Self inverse and self adjoint implies existence of an orthogonal projection.

Question

Let $R \in B(\textbf{H})$. Prove that the following are equivalent.
(a) The operator $R$ is self inverse and self adjoint: $R^{2} = I$ and $R^{*} = R$.
(b) There exists an orthogonal projection $P \in B(\textbf{H})$ such that $R + I = 2P$.
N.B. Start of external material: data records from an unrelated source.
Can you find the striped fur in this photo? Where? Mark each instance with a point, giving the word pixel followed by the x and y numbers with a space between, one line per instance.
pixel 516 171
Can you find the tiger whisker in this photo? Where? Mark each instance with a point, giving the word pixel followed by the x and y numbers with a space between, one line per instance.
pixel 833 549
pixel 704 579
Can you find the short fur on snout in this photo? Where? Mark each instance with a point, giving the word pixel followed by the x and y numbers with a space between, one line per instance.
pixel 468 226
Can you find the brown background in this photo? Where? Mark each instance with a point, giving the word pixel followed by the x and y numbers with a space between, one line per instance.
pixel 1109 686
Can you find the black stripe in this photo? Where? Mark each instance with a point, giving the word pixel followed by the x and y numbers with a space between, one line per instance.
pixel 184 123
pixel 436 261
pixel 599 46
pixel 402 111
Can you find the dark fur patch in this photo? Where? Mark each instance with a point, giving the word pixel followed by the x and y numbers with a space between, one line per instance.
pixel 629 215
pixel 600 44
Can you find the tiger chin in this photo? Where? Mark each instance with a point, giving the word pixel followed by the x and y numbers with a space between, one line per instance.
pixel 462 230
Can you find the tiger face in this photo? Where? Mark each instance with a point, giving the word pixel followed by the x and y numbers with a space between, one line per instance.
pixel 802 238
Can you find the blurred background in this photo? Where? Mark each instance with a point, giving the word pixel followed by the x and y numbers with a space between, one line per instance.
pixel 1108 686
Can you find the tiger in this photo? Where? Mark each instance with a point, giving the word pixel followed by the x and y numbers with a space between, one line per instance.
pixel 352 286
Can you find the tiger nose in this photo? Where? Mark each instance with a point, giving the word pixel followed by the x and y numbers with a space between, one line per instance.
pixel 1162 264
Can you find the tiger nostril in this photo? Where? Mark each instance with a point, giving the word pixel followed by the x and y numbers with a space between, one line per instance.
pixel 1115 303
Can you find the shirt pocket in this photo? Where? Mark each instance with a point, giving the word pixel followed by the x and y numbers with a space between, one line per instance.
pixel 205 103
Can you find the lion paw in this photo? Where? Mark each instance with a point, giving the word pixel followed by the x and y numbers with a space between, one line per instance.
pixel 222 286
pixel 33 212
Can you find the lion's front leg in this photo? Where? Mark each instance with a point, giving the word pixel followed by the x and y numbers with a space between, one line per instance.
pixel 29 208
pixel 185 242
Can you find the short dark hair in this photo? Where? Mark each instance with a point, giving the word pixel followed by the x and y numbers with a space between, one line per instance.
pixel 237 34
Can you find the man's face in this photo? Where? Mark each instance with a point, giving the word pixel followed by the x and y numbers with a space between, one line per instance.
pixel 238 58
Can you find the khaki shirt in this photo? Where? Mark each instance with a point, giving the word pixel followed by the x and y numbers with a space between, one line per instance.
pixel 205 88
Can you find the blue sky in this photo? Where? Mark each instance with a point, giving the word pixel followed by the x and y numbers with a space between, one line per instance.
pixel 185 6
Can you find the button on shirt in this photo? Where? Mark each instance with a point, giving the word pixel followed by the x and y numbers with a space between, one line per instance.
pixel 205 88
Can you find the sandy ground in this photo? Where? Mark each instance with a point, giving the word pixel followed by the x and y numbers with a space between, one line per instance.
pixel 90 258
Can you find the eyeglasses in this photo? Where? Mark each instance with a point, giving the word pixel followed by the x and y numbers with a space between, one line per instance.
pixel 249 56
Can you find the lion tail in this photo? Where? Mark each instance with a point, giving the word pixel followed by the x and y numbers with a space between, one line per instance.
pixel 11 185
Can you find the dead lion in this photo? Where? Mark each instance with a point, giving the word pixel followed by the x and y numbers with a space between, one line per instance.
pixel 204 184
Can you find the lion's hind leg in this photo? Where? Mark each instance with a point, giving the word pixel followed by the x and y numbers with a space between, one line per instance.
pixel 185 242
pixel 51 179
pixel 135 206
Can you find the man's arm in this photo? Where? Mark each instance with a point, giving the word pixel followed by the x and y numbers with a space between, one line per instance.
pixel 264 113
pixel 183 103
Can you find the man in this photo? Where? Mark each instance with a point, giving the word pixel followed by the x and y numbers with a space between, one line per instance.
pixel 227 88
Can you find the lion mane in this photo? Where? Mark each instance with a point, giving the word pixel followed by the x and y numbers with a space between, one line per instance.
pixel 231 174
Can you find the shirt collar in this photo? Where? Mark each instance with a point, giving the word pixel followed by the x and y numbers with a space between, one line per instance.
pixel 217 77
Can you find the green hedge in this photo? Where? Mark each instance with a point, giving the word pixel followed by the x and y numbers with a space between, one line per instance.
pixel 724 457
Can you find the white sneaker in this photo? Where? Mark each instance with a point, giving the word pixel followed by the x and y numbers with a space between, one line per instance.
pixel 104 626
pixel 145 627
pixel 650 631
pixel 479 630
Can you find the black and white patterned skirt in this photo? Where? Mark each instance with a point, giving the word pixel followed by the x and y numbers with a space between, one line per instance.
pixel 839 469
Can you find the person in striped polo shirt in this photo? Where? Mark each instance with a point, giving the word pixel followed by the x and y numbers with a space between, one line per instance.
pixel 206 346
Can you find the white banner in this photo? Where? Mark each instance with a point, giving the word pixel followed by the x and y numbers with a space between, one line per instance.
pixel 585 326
This is actually part of a bigger question involving more equivalent statements, but I'm having particular trouble with showing that (a) $\implies$ (b) which is what I need here. Part of the trouble is that the orthogonal projection defined in my lecture notes always comes accompanied with a subscript, indicating the closed subspace the projection is attributed to. In this question this doesn't seem to be the case. I'm also not entirely sure what $2P$ is supposed to mean, does this mean projecting twice or twice the projection? If it's projecting twice then isn't this just equal to $P$?

Answer 1

Denote $P=\frac12 (R+I)$, you have $$P^2=\left(\frac{R+I}2\right)^2=\frac14(R^2+I^2+2R)=\frac12(R+I)=P$$ and $P^*=P$ can also be calculated. This algebraic fact implies that $P$ is an orthogonal projection onto the orthogonal complement of its kernel. To see it:

Let $x$ lie in the orthogonal complement of $\ker(P)$. It is clear that $Px-x$ lies in the kernel of $P$ (from $P^2=P$), but since $x$ and $Px$ are both in the complement and $\ker(P)^\perp\cap\ker(P)=\{0\}$ you must have $Px=x$. It follows that $P$ acts as identity on the closed subspace $\ker(P)^\perp$ and as $0$ on $\ker(P)$. So $P$ is a projection onto $\ker(P)^\perp$.